Oddly enough, you might think, it is one of those taxes that many people feel they have to pay, even though a relatively small proportion of estates do. Raising the level at which the tax is payable is therefore politically popular, even though few enjoy the benefit.

Conversely, Reeves would undoubtedly lose votes if he tried to lower the threshold; many more people would think they had been held liable than they actually were.

Ken Clarke, former Chancellor of the Exchequer, once said that he gave up on tax reform when he realised that no matter what he did, there would be winners and losers. Politically, he would be punished by the losers, while the winners would give him no credit at all.

Reeves may learn this lesson the hard way about inheritance tax. Despite fiscal pressure to raise taxes, she would do well to proceed with caution.

There is no doubt that the UK system as it is currently constructed is an extremely bad tax. As Chris Sanger, EY’s head of tax policy, puts it: “If you were designing the system from scratch, you wouldn’t be starting here.”

The simplest solution would be to abolish the tax altogether, which was ultimately the intention of the previous Tory government. But that is clearly not going to happen under Labour.

There are jurisdictions, such as Singapore, where the tax has never been levied. But outside tax havens like this booming city-state, it is hard to find an economy without some form of inheritance tax.

It is true that in Canada, Australia and Norway there is no inheritance tax as such, but in all three jurisdictions recipients of passed-on assets are instead held liable for capital gains increases, either upon inheriting an estate or upon selling the assets. These can reasonably be seen as the same thing.

It is also true that in most OECD countries the tax is levied on income rather than on the estate. This has always seemed to me to be a structurally better approach. What all these systems have in common, however, is that they are incredibly complicated, subject to peculiar quirks and are generally seen as unfair.

Some are more progressive than others, however. Labour’s redistributionist aims will undoubtedly also influence the overhaul of the UK system. The government could also combine this with some form of continued wealth tax.

If Reeves were truly radical, she could even replace the inheritance tax with a lifetime wealth tax.
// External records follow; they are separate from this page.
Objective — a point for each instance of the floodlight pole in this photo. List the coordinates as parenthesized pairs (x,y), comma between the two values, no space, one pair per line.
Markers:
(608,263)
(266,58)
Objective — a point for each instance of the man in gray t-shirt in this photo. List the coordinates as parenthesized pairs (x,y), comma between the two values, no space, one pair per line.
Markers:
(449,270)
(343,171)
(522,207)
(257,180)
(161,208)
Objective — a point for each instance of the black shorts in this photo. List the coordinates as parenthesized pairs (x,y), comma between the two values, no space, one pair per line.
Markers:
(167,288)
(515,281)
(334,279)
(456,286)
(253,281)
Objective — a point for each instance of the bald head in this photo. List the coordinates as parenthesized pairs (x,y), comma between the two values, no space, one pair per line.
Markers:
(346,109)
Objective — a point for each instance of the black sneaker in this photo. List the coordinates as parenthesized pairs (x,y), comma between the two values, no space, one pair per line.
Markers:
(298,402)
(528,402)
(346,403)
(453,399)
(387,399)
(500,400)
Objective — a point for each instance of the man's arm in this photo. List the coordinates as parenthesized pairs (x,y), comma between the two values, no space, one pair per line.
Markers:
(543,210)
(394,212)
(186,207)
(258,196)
Whatever she does, she must first understand that all wealth taxes often have quite damaging behavioral consequences. Surprise – they are generally not at all conducive to wealth creation, growth, and thus ultimately to expanding the tax base.

We are already seeing some of these consequences in the proposed abolition of tax breaks for non-doms. Many non-doms are voting with their feet. The same will happen with inheritance tax. If you push too hard on wealth, it will simply go somewhere else.

In today’s world, capital is highly mobile; plucking feathers with a minimum of hissing was hard enough in Colbert’s day. It’s harder still today.